The Twice-Yearly QC Review: The Most Forgotten CLIA Requirement

Close-up of a laboratory test tube rack with colorful chemical solutions, emphasizing scientific research.

Most labs are vigilant about running daily quality control. But what about the big picture?

CLIA requires labs performing non-waived testing to conduct a formal, documented review of QC records at least twice a year. This is not optional and failing to do it is one of the most frequently cited deficiencies during inspections.

The reason? It’s easy to assume that “QC is being monitored” just because it’s done every day. But CLIA wants to see a higher-level review that looks for trends, patterns, and long-term issues.

In this post, we’ll break down what this requirement really means, how to structure the review, and what to include in your documentation to stay inspection-ready.


What CLIA and CAP Require

For each non-waived test system, labs must:

  • Review quality control results at least every 6 months

  • Look for shifts, trends, outliers, or systematic issues

  • Document the review, findings, and any corrective actions taken

  • Have the review signed and dated by the lab director or designee

This review is distinct from daily QC checks, instrument flags, or monthly control summary reports.


 What Labs Get Cited For

  1. No QC Review Documentation Exists

    • Even if someone does review QC, there’s no record of it happening.

  2. Reviews Aren’t Signed or Dated

    • No evidence of oversight by qualified personnel.

  3. Only Pass/Fail Is Reviewed

    • No actual analysis of control values or patterns over time.

  4. Findings Not Addressed

    • Obvious trends or shifts are ignored with no action taken.

  5. Missed Timeframes

    • Reviews done sporadically or only annually.


How to Run a Proper Biannual QC Review

1. Set a Recurring Schedule

Block time every 6 months to review QC data by instrument or test system.

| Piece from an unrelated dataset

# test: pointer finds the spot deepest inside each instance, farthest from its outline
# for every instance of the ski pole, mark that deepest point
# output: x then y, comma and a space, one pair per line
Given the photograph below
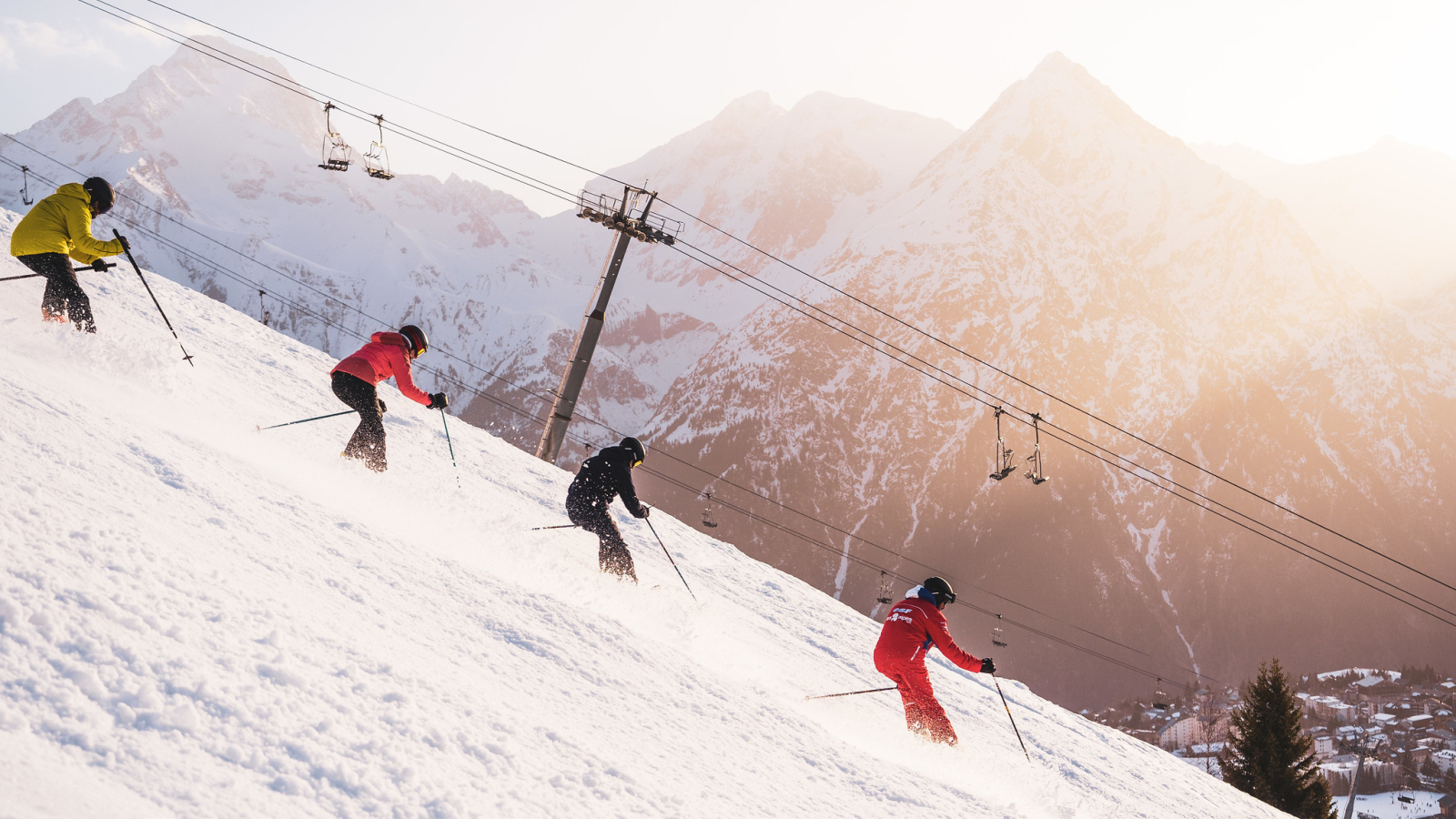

Use a calendar reminder, task management tool, or compliance platform to remove any possibility of human error.


2. Pull and Plot Your QC Data

Use:

  • Levey-Jennings charts to accurately map QC stability

  • Standard deviation and mean shifts

  • Westgard rules compliance

  • Day-to-day and batch-to-batch variation analysis

Automated tools (like StaffReady’s QC module or middleware systems) can help generate visual trends quickly.


3. Document Your Review

Your QC review report should include:

  • Date of review

  • Period covered (e.g., Jan–June 2025)

  • Summary of QC performance

  • Identified trends or anomalies

  • Any corrective or preventive actions

  • Reviewer signature and credentials

Attach charts or control logs as appendices for full transparency.


4. Follow Up and Close the Loop

If you notice recurring control failures, shifts, or reagent issues:

  • Investigate root cause

  • Update SOPs or retrain staff

  • Document what was done and when

This follow-up is what turns a QC review from a formality into a meaningful quality event.


Why It Matters

Biannual QC review:

  • Uncovers slow drifts in performance that daily QC might miss

  • Identifies instrument problems before they cause test failures

  • Demonstrates oversight to inspectors

  • Strengthens your lab’s overall quality culture

A biannual review is your chance to catch issues early and show leadership in your QA program.


Common Lab Questions

Q: If we monitor QC daily, do we still need a 6-month review?
Yes. This is a separate requirement focused on aggregate trends over time.

Q: Can the same person who runs QC review it?
Yes, but the review must still be objective, signed, and dated. This is ideally performed by supervisory or director-level staff.

Q: If no trends are found, is documentation still needed?
Yes. You still need to document that the review occurred and no issues were found.